4. Standards & Systems


  • EHR Systems
  • Practice Management Systems
  • HIS Systems
  • ADT Systems


  • HL7 Version 2.X
  • HL7 Version 3.X
  • HL7 CDA Release 2.0
  • ASTM/HL7 Continuity of Care Document
  • Web Services
  • SOAP
  • HTTP
  • DNS
  • SMTP
  • MIME
  • S/MIME

5. Discussion

The interoperability requirements of patient care workflow can be thought of as support for a conversation between two or more clinicians at each step. What is needed is a simple nomenclature for the workflow steps, to serve as triggers, and specification of the payloads and communication methods that are appropriate for the steps.
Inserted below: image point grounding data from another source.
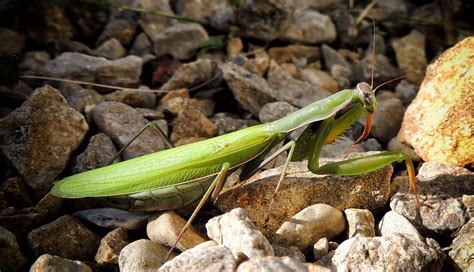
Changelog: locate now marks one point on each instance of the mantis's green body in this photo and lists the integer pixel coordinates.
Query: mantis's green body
(178, 176)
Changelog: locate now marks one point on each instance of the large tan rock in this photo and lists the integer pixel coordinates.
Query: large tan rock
(439, 123)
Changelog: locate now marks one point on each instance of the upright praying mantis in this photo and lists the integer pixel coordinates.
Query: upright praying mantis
(178, 176)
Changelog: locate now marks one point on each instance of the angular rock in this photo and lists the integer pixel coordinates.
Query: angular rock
(270, 263)
(309, 26)
(180, 40)
(236, 231)
(438, 122)
(391, 253)
(300, 189)
(11, 258)
(309, 225)
(38, 140)
(142, 255)
(207, 256)
(165, 229)
(110, 247)
(48, 262)
(65, 237)
(121, 122)
(411, 56)
(120, 72)
(360, 223)
(111, 218)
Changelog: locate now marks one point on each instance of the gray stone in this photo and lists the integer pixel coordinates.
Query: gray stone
(113, 218)
(236, 231)
(38, 140)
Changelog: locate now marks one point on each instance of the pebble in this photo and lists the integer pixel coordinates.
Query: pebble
(65, 237)
(207, 256)
(48, 262)
(111, 218)
(165, 228)
(309, 225)
(360, 223)
(236, 231)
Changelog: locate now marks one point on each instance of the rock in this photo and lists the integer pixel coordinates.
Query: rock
(360, 223)
(121, 122)
(12, 42)
(300, 189)
(120, 72)
(180, 40)
(437, 123)
(190, 123)
(98, 153)
(16, 193)
(236, 231)
(250, 90)
(141, 46)
(309, 225)
(442, 211)
(165, 229)
(191, 75)
(393, 223)
(110, 247)
(387, 119)
(47, 262)
(294, 53)
(274, 111)
(38, 140)
(462, 248)
(264, 20)
(207, 256)
(111, 218)
(320, 79)
(11, 258)
(391, 253)
(320, 248)
(270, 263)
(65, 237)
(291, 251)
(309, 26)
(411, 56)
(111, 49)
(142, 255)
(136, 99)
(292, 90)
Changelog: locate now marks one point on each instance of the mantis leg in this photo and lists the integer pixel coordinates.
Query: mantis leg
(217, 184)
(148, 125)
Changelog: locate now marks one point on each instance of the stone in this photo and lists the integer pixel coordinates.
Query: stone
(207, 256)
(11, 258)
(309, 26)
(65, 237)
(309, 225)
(165, 228)
(110, 247)
(38, 140)
(437, 123)
(393, 223)
(180, 40)
(270, 263)
(360, 223)
(390, 253)
(300, 189)
(142, 255)
(111, 218)
(121, 122)
(236, 231)
(249, 89)
(48, 262)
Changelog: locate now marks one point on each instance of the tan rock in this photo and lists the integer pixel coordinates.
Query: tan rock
(439, 123)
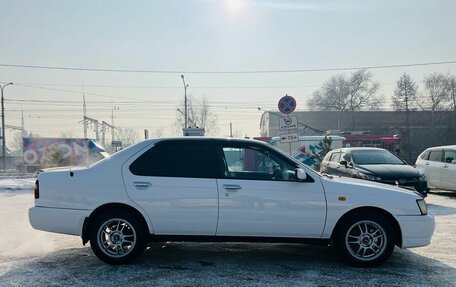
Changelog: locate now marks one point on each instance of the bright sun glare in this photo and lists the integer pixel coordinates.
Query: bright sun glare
(235, 7)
It is assumed that, for most steps, copying and forwarding of existing messages and documents, with appropriate “covers” will be sufficient.

The workflow for exchange of information between providers needs to address:

  • Ordering
  • Scheduling
  • Communications between Providers
  • Task Lists
  • Reporting

IHE would be a good venue to solve this problem because it reflects a need to support the integration of several standards together.

Open Issues

Critical to the success of care coordination is the unambiguous identification of patients, provider organizations, and individual clinicians.

Whenever a clinician receives a copy of a report concerning a patient, it must be absolutely clear to the clinician what if any responsibility he or she has to follow-up on the details of the report.